Data Processing Pipelines
Introduction
For the majority of computational studies, their data acquisition workflow can be represented as a data processing pipeline. A data processing pipeline consists of steps, each step being either a script, a binary executable, or a specific data transformation within a data warehouse. Some steps are dependent on the results of other steps. Therefore, every workflow can be represented as a directed acyclic graph (DAG), where steps are the nodes of the graph and dependencies are its edges. Pipeline topologies are complex as they provide for massive parallelization and multiple dependencies.
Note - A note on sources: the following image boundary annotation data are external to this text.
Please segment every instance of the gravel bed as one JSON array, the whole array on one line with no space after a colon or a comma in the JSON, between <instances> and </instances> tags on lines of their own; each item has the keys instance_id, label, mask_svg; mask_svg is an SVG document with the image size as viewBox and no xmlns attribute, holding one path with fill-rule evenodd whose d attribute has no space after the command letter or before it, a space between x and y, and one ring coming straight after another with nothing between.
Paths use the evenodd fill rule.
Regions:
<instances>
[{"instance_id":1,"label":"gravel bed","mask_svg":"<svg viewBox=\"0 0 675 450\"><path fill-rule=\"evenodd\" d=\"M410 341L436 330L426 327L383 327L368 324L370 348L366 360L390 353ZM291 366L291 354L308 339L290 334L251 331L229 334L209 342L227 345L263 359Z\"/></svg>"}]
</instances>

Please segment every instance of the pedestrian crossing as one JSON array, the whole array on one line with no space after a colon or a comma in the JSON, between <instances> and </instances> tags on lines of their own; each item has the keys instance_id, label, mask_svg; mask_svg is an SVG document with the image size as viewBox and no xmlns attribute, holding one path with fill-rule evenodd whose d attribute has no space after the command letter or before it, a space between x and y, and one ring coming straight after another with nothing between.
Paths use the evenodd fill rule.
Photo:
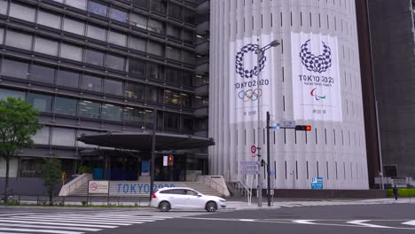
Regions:
<instances>
[{"instance_id":1,"label":"pedestrian crossing","mask_svg":"<svg viewBox=\"0 0 415 234\"><path fill-rule=\"evenodd\" d=\"M53 212L10 214L0 216L0 234L82 234L170 218L124 214L119 212Z\"/></svg>"}]
</instances>

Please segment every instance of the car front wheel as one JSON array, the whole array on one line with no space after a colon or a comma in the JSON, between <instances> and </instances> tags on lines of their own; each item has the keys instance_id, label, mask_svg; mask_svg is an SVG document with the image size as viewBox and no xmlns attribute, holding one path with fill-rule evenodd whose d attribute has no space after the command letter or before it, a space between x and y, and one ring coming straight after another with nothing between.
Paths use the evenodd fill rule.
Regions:
<instances>
[{"instance_id":1,"label":"car front wheel","mask_svg":"<svg viewBox=\"0 0 415 234\"><path fill-rule=\"evenodd\" d=\"M170 210L170 204L167 201L161 201L159 205L159 210L161 212L168 212Z\"/></svg>"},{"instance_id":2,"label":"car front wheel","mask_svg":"<svg viewBox=\"0 0 415 234\"><path fill-rule=\"evenodd\" d=\"M206 210L208 212L215 212L217 210L217 205L215 201L209 201L206 204Z\"/></svg>"}]
</instances>

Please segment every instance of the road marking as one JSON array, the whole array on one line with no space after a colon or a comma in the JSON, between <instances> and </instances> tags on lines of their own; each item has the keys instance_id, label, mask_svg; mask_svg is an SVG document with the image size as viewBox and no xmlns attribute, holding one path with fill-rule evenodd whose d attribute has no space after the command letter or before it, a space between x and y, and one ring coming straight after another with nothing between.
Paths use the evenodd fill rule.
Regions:
<instances>
[{"instance_id":1,"label":"road marking","mask_svg":"<svg viewBox=\"0 0 415 234\"><path fill-rule=\"evenodd\" d=\"M35 222L35 221L21 221L21 220L4 220L0 219L2 222L12 222L12 223L27 223L27 224L45 224L45 225L55 225L55 226L74 226L74 223L58 223L53 222ZM103 229L114 229L118 226L111 225L97 225L97 224L82 224L76 223L78 227L89 227L89 228L103 228Z\"/></svg>"},{"instance_id":2,"label":"road marking","mask_svg":"<svg viewBox=\"0 0 415 234\"><path fill-rule=\"evenodd\" d=\"M350 224L356 224L356 225L361 225L364 227L370 227L370 228L380 228L380 229L388 229L391 227L387 227L387 226L381 226L381 225L376 225L376 224L371 224L371 223L364 223L366 222L369 222L370 220L354 220L354 221L349 221L346 222Z\"/></svg>"},{"instance_id":3,"label":"road marking","mask_svg":"<svg viewBox=\"0 0 415 234\"><path fill-rule=\"evenodd\" d=\"M411 221L403 222L402 224L415 226L415 220L411 220Z\"/></svg>"},{"instance_id":4,"label":"road marking","mask_svg":"<svg viewBox=\"0 0 415 234\"><path fill-rule=\"evenodd\" d=\"M98 231L102 229L91 228L80 228L80 227L62 227L62 226L44 226L44 225L30 225L30 224L13 224L13 223L0 223L0 226L5 227L18 227L18 228L43 228L43 229L56 229L56 230L84 230L84 231ZM1 233L0 233L1 234Z\"/></svg>"},{"instance_id":5,"label":"road marking","mask_svg":"<svg viewBox=\"0 0 415 234\"><path fill-rule=\"evenodd\" d=\"M297 222L300 224L317 224L317 223L311 222L315 220L293 220L294 222Z\"/></svg>"},{"instance_id":6,"label":"road marking","mask_svg":"<svg viewBox=\"0 0 415 234\"><path fill-rule=\"evenodd\" d=\"M82 234L83 232L67 231L58 230L33 230L33 229L14 229L14 228L0 228L0 230L14 230L14 231L30 231L30 232L43 232L55 234Z\"/></svg>"}]
</instances>

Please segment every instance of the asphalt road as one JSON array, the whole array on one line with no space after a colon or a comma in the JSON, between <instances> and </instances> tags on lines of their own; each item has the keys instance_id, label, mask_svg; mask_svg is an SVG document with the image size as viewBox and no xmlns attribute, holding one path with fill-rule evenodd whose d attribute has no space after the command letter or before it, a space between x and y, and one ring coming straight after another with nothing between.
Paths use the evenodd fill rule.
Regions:
<instances>
[{"instance_id":1,"label":"asphalt road","mask_svg":"<svg viewBox=\"0 0 415 234\"><path fill-rule=\"evenodd\" d=\"M413 234L415 205L299 207L214 214L152 209L0 209L2 234L94 232Z\"/></svg>"}]
</instances>

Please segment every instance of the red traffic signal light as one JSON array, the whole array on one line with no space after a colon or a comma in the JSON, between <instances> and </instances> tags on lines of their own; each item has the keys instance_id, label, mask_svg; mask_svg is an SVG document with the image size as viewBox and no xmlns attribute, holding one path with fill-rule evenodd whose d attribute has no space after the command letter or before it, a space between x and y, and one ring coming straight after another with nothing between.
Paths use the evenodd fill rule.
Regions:
<instances>
[{"instance_id":1,"label":"red traffic signal light","mask_svg":"<svg viewBox=\"0 0 415 234\"><path fill-rule=\"evenodd\" d=\"M295 130L296 131L310 131L311 126L310 125L296 125Z\"/></svg>"},{"instance_id":2,"label":"red traffic signal light","mask_svg":"<svg viewBox=\"0 0 415 234\"><path fill-rule=\"evenodd\" d=\"M173 166L173 161L175 160L175 158L173 158L173 155L169 155L168 158L168 166Z\"/></svg>"}]
</instances>

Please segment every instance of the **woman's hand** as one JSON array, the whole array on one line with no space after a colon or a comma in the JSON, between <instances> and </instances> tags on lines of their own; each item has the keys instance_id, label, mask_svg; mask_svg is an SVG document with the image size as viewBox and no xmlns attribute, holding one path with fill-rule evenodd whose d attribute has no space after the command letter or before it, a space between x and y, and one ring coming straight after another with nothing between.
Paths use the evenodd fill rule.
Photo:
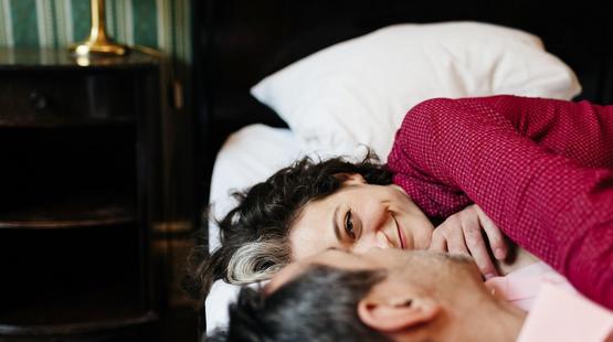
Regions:
<instances>
[{"instance_id":1,"label":"woman's hand","mask_svg":"<svg viewBox=\"0 0 613 342\"><path fill-rule=\"evenodd\" d=\"M437 226L432 233L430 250L469 255L486 279L495 277L498 272L489 257L482 229L496 259L504 260L508 248L503 233L476 204L451 215Z\"/></svg>"}]
</instances>

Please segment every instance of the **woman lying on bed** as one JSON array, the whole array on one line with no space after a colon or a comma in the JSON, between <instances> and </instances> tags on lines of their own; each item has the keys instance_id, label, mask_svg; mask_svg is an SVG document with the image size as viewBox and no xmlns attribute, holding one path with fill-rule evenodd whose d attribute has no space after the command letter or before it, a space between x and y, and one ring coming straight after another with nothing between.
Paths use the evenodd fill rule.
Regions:
<instances>
[{"instance_id":1,"label":"woman lying on bed","mask_svg":"<svg viewBox=\"0 0 613 342\"><path fill-rule=\"evenodd\" d=\"M303 160L241 194L220 223L222 247L195 269L197 287L205 291L222 277L266 279L328 248L469 253L489 277L482 227L503 259L498 226L613 308L612 150L613 106L514 96L426 100L406 114L388 164ZM551 182L564 190L549 191ZM524 201L533 192L540 201Z\"/></svg>"}]
</instances>

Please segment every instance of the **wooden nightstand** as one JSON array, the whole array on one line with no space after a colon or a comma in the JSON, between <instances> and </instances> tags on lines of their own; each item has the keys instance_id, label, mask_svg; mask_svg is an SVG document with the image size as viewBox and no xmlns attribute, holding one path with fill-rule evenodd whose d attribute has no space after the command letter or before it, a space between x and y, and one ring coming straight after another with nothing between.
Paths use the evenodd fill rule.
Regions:
<instances>
[{"instance_id":1,"label":"wooden nightstand","mask_svg":"<svg viewBox=\"0 0 613 342\"><path fill-rule=\"evenodd\" d=\"M0 340L156 333L159 78L139 52L0 50Z\"/></svg>"}]
</instances>

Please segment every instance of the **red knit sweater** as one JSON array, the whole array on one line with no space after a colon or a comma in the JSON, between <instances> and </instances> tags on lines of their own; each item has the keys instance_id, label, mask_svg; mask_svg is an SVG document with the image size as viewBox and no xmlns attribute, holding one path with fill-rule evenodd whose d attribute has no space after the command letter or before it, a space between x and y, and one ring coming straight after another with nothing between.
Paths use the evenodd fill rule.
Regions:
<instances>
[{"instance_id":1,"label":"red knit sweater","mask_svg":"<svg viewBox=\"0 0 613 342\"><path fill-rule=\"evenodd\" d=\"M494 96L412 108L388 158L431 217L478 204L613 309L613 106Z\"/></svg>"}]
</instances>

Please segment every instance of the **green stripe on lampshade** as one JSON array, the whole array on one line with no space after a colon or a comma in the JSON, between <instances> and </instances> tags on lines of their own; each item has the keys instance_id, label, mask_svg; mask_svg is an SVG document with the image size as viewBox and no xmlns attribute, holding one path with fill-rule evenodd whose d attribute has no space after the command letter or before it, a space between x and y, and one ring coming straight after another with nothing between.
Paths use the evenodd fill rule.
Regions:
<instances>
[{"instance_id":1,"label":"green stripe on lampshade","mask_svg":"<svg viewBox=\"0 0 613 342\"><path fill-rule=\"evenodd\" d=\"M11 0L10 15L15 46L39 46L39 30L36 24L36 0Z\"/></svg>"},{"instance_id":2,"label":"green stripe on lampshade","mask_svg":"<svg viewBox=\"0 0 613 342\"><path fill-rule=\"evenodd\" d=\"M158 31L157 18L158 9L156 0L140 0L134 2L134 42L137 45L157 47Z\"/></svg>"},{"instance_id":3,"label":"green stripe on lampshade","mask_svg":"<svg viewBox=\"0 0 613 342\"><path fill-rule=\"evenodd\" d=\"M92 7L86 0L72 0L73 38L74 42L84 41L89 35L92 26Z\"/></svg>"}]
</instances>

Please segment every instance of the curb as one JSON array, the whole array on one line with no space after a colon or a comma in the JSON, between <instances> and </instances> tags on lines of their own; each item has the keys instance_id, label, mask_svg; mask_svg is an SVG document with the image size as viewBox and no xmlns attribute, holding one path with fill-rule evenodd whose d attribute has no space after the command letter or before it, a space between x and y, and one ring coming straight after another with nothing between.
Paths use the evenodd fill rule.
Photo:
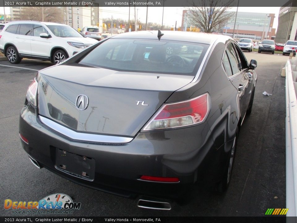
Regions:
<instances>
[{"instance_id":1,"label":"curb","mask_svg":"<svg viewBox=\"0 0 297 223\"><path fill-rule=\"evenodd\" d=\"M6 61L7 60L7 57L0 57L0 61Z\"/></svg>"}]
</instances>

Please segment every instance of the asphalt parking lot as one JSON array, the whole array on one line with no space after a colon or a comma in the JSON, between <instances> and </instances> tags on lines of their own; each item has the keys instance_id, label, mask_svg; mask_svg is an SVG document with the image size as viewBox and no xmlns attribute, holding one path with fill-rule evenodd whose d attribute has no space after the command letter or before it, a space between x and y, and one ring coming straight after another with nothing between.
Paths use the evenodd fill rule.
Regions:
<instances>
[{"instance_id":1,"label":"asphalt parking lot","mask_svg":"<svg viewBox=\"0 0 297 223\"><path fill-rule=\"evenodd\" d=\"M239 133L230 186L222 195L197 187L189 203L174 204L170 211L140 208L136 200L78 185L34 166L19 142L19 113L37 70L52 64L30 59L15 65L0 62L0 216L14 216L3 208L5 199L39 201L56 193L81 203L75 216L258 216L268 208L286 208L285 81L280 74L289 57L245 54L249 62L257 61L258 80L252 112ZM272 95L264 95L264 91Z\"/></svg>"}]
</instances>

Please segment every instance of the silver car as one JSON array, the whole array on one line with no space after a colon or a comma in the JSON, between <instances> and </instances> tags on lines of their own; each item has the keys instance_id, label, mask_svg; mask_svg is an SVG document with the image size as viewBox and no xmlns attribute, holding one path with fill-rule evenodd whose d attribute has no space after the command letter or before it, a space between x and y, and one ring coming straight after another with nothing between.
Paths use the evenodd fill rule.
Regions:
<instances>
[{"instance_id":1,"label":"silver car","mask_svg":"<svg viewBox=\"0 0 297 223\"><path fill-rule=\"evenodd\" d=\"M89 37L97 40L101 39L101 33L99 29L96 27L85 26L81 30L80 34L85 37Z\"/></svg>"}]
</instances>

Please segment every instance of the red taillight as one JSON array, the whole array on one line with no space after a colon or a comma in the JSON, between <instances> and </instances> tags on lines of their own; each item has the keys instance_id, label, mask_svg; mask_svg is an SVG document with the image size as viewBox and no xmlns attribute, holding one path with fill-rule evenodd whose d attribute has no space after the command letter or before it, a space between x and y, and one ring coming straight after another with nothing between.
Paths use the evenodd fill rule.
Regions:
<instances>
[{"instance_id":1,"label":"red taillight","mask_svg":"<svg viewBox=\"0 0 297 223\"><path fill-rule=\"evenodd\" d=\"M177 177L166 177L151 176L142 176L140 179L143 180L163 182L179 182L179 179Z\"/></svg>"},{"instance_id":2,"label":"red taillight","mask_svg":"<svg viewBox=\"0 0 297 223\"><path fill-rule=\"evenodd\" d=\"M27 94L26 96L28 101L35 107L37 106L36 98L36 93L37 91L37 81L35 78L29 85L28 90L27 91Z\"/></svg>"},{"instance_id":3,"label":"red taillight","mask_svg":"<svg viewBox=\"0 0 297 223\"><path fill-rule=\"evenodd\" d=\"M179 102L164 104L143 131L179 128L196 125L205 120L209 111L207 93Z\"/></svg>"},{"instance_id":4,"label":"red taillight","mask_svg":"<svg viewBox=\"0 0 297 223\"><path fill-rule=\"evenodd\" d=\"M28 140L25 138L23 135L20 133L19 133L19 138L21 138L21 139L24 141L24 142L26 144L29 144L29 142L28 141Z\"/></svg>"}]
</instances>

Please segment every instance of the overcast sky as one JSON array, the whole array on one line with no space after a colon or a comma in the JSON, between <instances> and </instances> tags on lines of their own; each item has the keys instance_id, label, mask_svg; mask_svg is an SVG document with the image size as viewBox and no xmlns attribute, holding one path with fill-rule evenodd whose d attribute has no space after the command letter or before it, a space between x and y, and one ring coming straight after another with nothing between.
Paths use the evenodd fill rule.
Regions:
<instances>
[{"instance_id":1,"label":"overcast sky","mask_svg":"<svg viewBox=\"0 0 297 223\"><path fill-rule=\"evenodd\" d=\"M10 13L9 7L5 7L5 12L6 14ZM239 7L238 11L263 13L274 13L276 17L274 18L273 28L277 28L278 20L278 12L280 7ZM129 7L103 7L102 11L100 13L101 18L111 17L112 15L115 19L122 18L128 21L129 18ZM136 19L139 19L142 23L145 23L147 8L146 7L137 7L136 10ZM177 27L181 26L182 15L183 7L166 7L164 8L163 24L164 25L170 27L175 26L176 21ZM130 19L134 20L134 7L130 8ZM162 23L163 7L148 7L148 22ZM236 11L236 7L233 7L231 10ZM137 12L138 15L137 16ZM0 7L0 14L3 13L3 7Z\"/></svg>"}]
</instances>

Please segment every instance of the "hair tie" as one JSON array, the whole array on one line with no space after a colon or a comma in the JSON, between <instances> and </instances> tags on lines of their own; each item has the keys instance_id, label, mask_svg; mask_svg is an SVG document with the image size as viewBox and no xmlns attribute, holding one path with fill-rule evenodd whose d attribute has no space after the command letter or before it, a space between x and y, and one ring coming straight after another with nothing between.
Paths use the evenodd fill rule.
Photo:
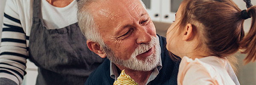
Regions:
<instances>
[{"instance_id":1,"label":"hair tie","mask_svg":"<svg viewBox=\"0 0 256 85\"><path fill-rule=\"evenodd\" d=\"M248 14L248 13L247 13L246 10L243 10L241 11L241 16L242 17L242 18L244 20L251 17Z\"/></svg>"},{"instance_id":2,"label":"hair tie","mask_svg":"<svg viewBox=\"0 0 256 85\"><path fill-rule=\"evenodd\" d=\"M253 4L251 3L251 0L244 0L244 1L246 3L246 8L247 8L253 6Z\"/></svg>"}]
</instances>

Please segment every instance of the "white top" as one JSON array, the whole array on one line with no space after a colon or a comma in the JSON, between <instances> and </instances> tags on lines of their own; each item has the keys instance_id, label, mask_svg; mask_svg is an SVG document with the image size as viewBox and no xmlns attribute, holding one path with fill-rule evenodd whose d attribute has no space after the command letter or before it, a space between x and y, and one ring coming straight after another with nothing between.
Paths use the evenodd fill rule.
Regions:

When pipeline logic is expressed in a procedural programming language, the result is a very convoluted program that is economically ineffective to maintain. Fortunately, alternatives to procedural languages have been proposed and are widely used.
To the full extent both repeatability and reproducibility of data processing pipelines is addressed by special descriptive domain specific languages (DSL). Three such languages have been developed by different communities that work primarily in bioinformatics. The most widely adopted is Common Workflow Language (CWL), the most popular in terms of studies that use it, the number of published workflows and the number of runtime platforms supporting execution of the workflows defined in CWL. The pipelines we publish here are all written in CWL.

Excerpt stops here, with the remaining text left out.